Did you hear about how Barack Obama wants to have sex education in kindergarten, and called Sarah Palin a pig? Did you hear about how Ms. Palin told Congress, “Thanks, but no thanks” when it wanted to buy Alaska a Bridge to Nowhere?
These stories have two things in common: they’re all claims recently made by the McCain campaign — and they’re all out-and-out lies.
Dishonesty is nothing new in politics. I spent much of 2000 — my first year at The Times — trying to alert readers to the blatant dishonesty of the Bush campaign’s claims about taxes, spending and Social Security.
But I can’t think of any precedent, at least in America, for the blizzard of lies since the Republican convention. The Bush campaign’s lies in 2000 were artful — you needed some grasp of arithmetic to realize that you were being conned. This year, however, the McCain campaign keeps making assertions that anyone with an Internet connection can disprove in a minute, and repeating these assertions over and over again.
Krugman then goes through and picks apart the McCain/Palin lies on the Bridge to Nowhere and Obama's kindergarten sex-education, and Obama's "lipstick on a pig" sexist smear. But Krugman goes even further in explaining why the McCain campaign continues their lies. The McCain campaign is hoping that the media will "balance" the McCain campaign lies with reports that the Democrats will say McCain is wrong, or will pair McCain's "grotesque lie" with Obama's "trivial misstatement," resulting with "the impression that both sides are equally dirty." In other words, John McCain is trying to force Barack Obama into the slime-filled mudpit that McCain is wallowing in, knowing that once Obama is pulled into the pit, the 2008 campaign will be about lies and character assassinations, rather than the issues that John McCain does not have. And Krugman does show that once the campaign descends into the mudslinging, the issues will become the first casualty.

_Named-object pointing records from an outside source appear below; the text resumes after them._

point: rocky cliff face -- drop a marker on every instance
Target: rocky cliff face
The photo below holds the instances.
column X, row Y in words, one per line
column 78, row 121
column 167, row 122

But there is another reason for the dishonesty within the McCain campaign:
I’m not talking about the theory, often advanced as a defense of horse-race political reporting, that the skills needed to run a winning campaign are the same as those needed to run the country. The contrast between the Bush political team’s ruthless effectiveness and the heckuva job done by the Bush administration is living, breathing, bumbling, and, in the case of the emerging Interior Department scandal, coke-snorting and bed-hopping proof to the contrary.
I’m talking, instead, about the relationship between the character of a campaign and that of the administration that follows. Thus, the deceptive and dishonest 2000 Bush-Cheney campaign provided an all-too-revealing preview of things to come. In fact, my early suspicion that we were being misled about the threat from Iraq came from the way the political tactics being used to sell the war resembled the tactics that had earlier been used to sell the Bush tax cuts.
And now the team that hopes to form the next administration is running a campaign that makes Bush-Cheney 2000 look like something out of a civics class. What does that say about how that team would run the country?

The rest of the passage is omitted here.